Produkt Fulvestrant Teva nie jest zalecany do stosowania u dzieci i młodzieży ponieważ nie zostało ustalone bezpieczeństwo stosowania i skuteczność w tej grupie pacjentów (patrz punkt 5.1).

Fulvestrant Teva zawiera etanol 96% (alkohol)

Produkt leczniczy zawiera etanol (alkohol), to jest do około 1000 mg na dawkę, co odpowiada 20 ml piwa lub 8 ml wina na dawkę. Szkodliwy dla osób z chorobą alkoholową. Należy wziąć to pod uwagę u kobiet w ciąży lub karmiących piersią, dzieci i grup wysokiego ryzyka, takich jak pacjenci z chorobą wątroby i padaczką.

Fulvestrant Teva zawiera alkohol benzylowy

Ten produkt leczniczy zawiera alkohol benzylowy. Zawartość alkoholu benzylowego w dawce to 500 mg na 5 ml (100 mg w 1 ml), co może powodować wystąpienie reakcji anafilaktycznej.
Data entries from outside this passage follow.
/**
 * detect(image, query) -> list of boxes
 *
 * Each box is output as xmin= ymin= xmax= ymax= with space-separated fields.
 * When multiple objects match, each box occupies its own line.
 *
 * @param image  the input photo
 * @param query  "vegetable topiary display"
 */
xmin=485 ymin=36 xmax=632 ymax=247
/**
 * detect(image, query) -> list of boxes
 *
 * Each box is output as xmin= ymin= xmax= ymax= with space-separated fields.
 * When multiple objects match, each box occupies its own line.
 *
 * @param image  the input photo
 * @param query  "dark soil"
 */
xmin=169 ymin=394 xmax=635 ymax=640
Kobiety w wieku rozrodczym

Pacjentki w wieku rozrodczym powinny być poinformowane o konieczności stosowania skutecznych metod antykoncepcji w trakcie leczenia.

Ciąża

Produkt Fulvestrant Teva jest przeciwwskazany do stosowania w ciąży (patrz punkt 4.3). W badaniach na szczurach i królikach wykazano, że fulwestrant po podaniu pojedynczej dawki domięśniowej przenika przez łożysko. Badania na zwierzętach wykazały toksyczny wpływ na reprodukcję, w tym zwiększoną liczbę nieprawidłowości i zgonów płodów (patrz punkt 5.3). Jeśli podczas stosowania produktu Fulvestrant Teva zostanie stwierdzona ciąża, pacjentkę należy niezwłocznie poinformować o potencjalnym ryzyku uszkodzenia płodu i utraty ciąży.

Karmienie piersią

W przypadku konieczności rozpoczęcia leczenia fulwestrantem należy przerwać karmienie piersią. Fulwestrant przenika do mleka karmiących samic szczura. Nie wiadomo, czy fulwestrant przenika do mleka kobiet karmiących. W związku z możliwością wystąpienia ciężkich działań niepożądanych u karmionego piersią dziecka, którego matka jest leczona fulwestrantem , stosowanie leku w okresie karmienia piersią jest przeciwwskazane (patrz punkt 4.3).

Płodność

Nie badano wpływu stosowania produktu Fulvestrant Teva na płodność u ludzi.